プロローグは、華やかな赤い衣装がキラキラしゴージャス。主題歌の「キラ、キララ、キラ、キラールージュ」はのりが良いし、娘役が、ミニワンピースにスパッツみたいな衣装で踊るのも、スカッとして、かっこいい。

でも、その後の赤ずきんちゃんからの場面からは、意味のわからないコスプレがゴチャゴチャしてるだけで、全体として、美しくない。礼くんの狼のコスプレとか、人気なのか?なんだか、内輪受けな感じで、プロローグの勢いが削がれます。

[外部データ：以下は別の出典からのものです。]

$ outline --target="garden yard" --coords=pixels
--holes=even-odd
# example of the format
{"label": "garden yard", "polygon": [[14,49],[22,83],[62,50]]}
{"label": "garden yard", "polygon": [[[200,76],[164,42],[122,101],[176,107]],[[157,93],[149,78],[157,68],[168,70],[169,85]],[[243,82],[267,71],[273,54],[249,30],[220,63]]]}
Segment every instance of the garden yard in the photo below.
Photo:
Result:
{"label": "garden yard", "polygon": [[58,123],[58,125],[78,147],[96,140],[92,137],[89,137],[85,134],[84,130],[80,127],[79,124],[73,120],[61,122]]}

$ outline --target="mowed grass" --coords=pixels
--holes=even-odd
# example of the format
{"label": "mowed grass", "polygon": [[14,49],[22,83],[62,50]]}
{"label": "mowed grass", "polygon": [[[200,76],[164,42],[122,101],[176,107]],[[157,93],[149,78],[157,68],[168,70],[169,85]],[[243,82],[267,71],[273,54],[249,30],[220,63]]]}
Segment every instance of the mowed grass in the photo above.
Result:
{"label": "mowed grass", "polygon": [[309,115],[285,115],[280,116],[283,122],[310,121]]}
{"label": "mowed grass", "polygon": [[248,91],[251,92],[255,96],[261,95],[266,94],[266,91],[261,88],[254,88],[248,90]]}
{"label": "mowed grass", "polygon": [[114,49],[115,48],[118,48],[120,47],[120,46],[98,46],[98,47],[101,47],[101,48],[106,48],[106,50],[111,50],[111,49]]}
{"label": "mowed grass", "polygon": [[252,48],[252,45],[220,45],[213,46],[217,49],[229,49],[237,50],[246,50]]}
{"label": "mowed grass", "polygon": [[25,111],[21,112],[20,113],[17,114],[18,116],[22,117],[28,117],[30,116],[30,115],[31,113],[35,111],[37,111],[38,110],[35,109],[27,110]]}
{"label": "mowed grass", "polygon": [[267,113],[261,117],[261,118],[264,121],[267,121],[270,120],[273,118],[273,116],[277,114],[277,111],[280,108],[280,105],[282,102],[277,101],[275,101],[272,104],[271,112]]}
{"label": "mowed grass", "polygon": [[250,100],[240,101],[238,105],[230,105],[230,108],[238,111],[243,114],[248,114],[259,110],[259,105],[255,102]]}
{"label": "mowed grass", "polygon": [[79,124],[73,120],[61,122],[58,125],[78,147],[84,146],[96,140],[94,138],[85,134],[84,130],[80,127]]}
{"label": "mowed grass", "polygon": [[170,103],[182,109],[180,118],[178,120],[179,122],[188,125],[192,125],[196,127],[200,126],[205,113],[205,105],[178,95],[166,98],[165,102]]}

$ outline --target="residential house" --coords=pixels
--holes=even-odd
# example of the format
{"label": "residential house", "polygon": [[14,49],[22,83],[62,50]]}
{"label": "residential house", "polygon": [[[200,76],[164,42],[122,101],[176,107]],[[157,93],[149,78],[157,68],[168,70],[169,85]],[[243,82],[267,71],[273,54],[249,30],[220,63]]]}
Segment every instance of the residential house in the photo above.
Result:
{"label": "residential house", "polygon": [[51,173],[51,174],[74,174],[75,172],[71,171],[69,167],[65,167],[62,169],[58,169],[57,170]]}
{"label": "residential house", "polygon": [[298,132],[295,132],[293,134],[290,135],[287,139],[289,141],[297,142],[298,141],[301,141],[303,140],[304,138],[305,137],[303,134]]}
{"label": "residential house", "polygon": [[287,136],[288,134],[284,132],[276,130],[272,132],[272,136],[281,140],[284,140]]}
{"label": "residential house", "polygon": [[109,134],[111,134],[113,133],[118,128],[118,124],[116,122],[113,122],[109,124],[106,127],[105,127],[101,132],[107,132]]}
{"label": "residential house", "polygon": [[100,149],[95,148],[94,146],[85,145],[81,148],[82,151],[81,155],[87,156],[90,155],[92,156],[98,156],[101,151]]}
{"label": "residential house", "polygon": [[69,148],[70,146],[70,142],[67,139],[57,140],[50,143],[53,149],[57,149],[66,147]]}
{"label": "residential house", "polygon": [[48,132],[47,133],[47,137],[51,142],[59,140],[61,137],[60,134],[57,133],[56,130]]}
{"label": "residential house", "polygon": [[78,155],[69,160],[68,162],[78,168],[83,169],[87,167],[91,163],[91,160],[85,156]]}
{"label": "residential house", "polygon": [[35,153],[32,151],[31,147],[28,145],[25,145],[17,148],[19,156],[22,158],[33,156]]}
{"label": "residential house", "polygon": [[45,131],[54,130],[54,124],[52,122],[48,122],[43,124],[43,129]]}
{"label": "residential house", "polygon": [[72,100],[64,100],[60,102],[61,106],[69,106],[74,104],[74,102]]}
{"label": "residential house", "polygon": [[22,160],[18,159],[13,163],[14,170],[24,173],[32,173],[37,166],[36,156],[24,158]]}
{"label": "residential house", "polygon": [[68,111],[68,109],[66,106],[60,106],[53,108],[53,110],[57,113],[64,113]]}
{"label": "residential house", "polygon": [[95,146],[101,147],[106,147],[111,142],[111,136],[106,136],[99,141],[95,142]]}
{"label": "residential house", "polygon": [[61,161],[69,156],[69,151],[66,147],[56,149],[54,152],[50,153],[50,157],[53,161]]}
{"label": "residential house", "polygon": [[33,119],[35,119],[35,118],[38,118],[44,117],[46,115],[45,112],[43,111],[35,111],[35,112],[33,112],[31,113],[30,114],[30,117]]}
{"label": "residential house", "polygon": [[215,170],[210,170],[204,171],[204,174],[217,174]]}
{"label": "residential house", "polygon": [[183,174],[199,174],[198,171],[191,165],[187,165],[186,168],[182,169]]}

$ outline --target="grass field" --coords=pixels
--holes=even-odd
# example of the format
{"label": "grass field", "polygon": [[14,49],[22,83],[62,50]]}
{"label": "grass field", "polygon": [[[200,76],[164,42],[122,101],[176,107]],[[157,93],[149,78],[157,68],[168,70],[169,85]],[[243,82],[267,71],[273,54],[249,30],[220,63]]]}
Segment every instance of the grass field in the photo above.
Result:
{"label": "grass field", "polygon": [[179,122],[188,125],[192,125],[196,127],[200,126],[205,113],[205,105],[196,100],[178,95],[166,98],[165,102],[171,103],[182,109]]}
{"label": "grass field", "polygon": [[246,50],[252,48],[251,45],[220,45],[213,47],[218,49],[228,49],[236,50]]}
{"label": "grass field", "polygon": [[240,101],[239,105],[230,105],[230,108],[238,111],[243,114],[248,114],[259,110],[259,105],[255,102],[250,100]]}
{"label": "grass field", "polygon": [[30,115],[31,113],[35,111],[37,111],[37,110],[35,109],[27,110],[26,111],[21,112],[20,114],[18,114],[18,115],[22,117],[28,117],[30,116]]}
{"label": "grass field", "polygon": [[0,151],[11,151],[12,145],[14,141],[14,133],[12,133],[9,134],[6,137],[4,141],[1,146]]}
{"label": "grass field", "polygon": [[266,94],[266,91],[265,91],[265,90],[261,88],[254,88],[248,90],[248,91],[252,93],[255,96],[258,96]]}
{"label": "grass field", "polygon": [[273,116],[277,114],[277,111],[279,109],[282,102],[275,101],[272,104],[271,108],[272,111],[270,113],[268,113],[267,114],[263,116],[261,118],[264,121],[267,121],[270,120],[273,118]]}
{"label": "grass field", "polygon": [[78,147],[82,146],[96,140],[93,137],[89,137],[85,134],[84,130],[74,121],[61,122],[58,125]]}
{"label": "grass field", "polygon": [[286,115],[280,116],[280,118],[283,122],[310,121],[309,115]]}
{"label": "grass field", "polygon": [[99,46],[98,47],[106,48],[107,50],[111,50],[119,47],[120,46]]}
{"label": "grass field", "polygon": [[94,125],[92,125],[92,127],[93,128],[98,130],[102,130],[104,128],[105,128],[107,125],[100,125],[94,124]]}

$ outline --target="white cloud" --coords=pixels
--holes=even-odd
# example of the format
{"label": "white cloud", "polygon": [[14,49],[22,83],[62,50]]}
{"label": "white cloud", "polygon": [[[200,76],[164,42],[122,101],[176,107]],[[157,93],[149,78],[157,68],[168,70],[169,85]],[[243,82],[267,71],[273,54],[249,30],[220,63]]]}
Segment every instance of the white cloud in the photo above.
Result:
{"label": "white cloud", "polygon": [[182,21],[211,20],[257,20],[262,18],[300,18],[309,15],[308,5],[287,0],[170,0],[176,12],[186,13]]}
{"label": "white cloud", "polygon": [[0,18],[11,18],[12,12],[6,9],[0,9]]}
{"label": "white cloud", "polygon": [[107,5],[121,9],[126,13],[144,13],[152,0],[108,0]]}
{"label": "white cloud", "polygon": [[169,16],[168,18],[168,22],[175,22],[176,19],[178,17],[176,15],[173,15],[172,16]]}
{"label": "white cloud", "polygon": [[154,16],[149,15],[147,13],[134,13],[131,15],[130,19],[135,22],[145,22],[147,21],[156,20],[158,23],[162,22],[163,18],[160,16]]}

次に、ベニがさえないお父さんで銀橋渡りをするところ、宝塚ではキューピーの貸切で、ベニが髪を「キューピーにしてみましたー」と登場したので、それだけで受けて、楽しかった。でも、今回はただのモシャモシャ頭だったので、メリハリなかったなー。

その後の海ちゃん宝石泥棒のクダリも、こんなに緩いものなのかと。なんの策もなく盗んでるし。いくらショーだからといって、ここまでコスプレだけでいいのか?ストーリーとして構成が弱いから、どうして紅がスーパー刑事なのかさっぱりわからない。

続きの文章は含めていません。